The goal for football coaches is to get the maximum production from each player on the team. The goal for investors is to get the highest return for each dollar invested with minimum risk. Both the West Coast offense and the Wisdom Tree dividend-based strategy may deliver the best risk-adjusted returns.
As the current bull shop enters into what many believe to be the fourth quarter of the game, focusing on a dividend strategy may be especially important.
In the early stages of a bull market, dividend-based Etfs might lag market-cap weighted Etfs as the big growth fellowships roar ahead, but late in the game the roles will likely reverse, with high dividend-payers outperforming the market.
In addition, a allowance in cash dividends, like a quarterback's performance stats, is often times a signal of a company's time to come sub-par returns.

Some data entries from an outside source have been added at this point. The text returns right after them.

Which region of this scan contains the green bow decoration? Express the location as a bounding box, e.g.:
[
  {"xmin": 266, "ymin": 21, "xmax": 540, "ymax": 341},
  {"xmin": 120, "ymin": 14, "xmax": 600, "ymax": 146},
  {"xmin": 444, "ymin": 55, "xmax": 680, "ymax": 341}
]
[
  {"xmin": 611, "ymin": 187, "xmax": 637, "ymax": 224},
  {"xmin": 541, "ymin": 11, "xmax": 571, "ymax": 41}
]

When Ford recently slashed its dividend, it was cut from some WisdomTree Etfs.
In a short time, WisdomTree has unleashed an animated blend of Etfs from the Total Dividend to the International SmallCap to the Japan High-Yielding Equity Etf. It is also taking dead aim at the Etf shop leader iShares team, and it is strengthening its bench by filing for more than 30 new Etfs including a few for emerging markets and some country-specific Etfs like the first Etf for India.
Competition in the Etf world is great for investors and the http://www.chartwelladvisor.com/.
We are following the game intimately and will soon add a Dividend Focus Etf briefcase to our existing six model Etf portfolios.
Just like you don't need huge nasty lineman to use the west coast offense, you don't need big bucks to advantage from investor friendly dividend weighted Etfs.